RP seeking postponement, substitution of IMF plan
RP seeking postponement, substitution of IMF plan
MANILA (AFP): The Philippine Finance Department said here yesterday it was seeking the postponement of four reform measures sought by the International Monetary Fund (IMF) and was hoping in the meantime to substitute them with other reforms.
The four reforms the IMF had wanted implemented, most of them by September, were a one percent gross corporate tax, a minimum three percent import duty, attainment of a base money target level and automatic pricing of oil products.
However the department said the tax was delayed because congress was too busy to pass required legislation while the import duty was left out of the 1994 investment program.
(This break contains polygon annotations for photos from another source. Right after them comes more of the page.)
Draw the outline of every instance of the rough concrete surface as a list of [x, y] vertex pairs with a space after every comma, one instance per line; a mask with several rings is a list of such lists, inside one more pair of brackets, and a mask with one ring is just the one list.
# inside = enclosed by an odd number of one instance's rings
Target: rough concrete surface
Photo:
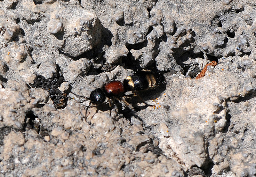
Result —
[[[0, 177], [256, 176], [256, 11], [249, 0], [1, 0]], [[141, 69], [166, 86], [86, 98]]]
The country also failed to keep base money levels within a ceiling of about 300 billion pesos (US$12 billion) as planned and was seeking instead a new ceiling for the end of November, which they did not specify.
The automatic oil pricing reform was delayed because the executive found that this might require certain legislation although they added that the matter was still under study.
The Philippines is instead offering to remove all restrictions on current account transactions, including the outflow of foreign exchange, and further liberalize rules governing outward investment by Filipinos within six months.
Manila is committed to phasing out a special foreign exchange allocation to fund the importations of oil companies by November.
IMF director-general Michel Camdessus, during his visit to this country last month, accepted in principle the postponement of the reform measures and their substitution but the matter must still be decided by the IMF board, the department said.
The IMF has warned that the Philippines must further control inflation if it wishes to sustain its economic recovery.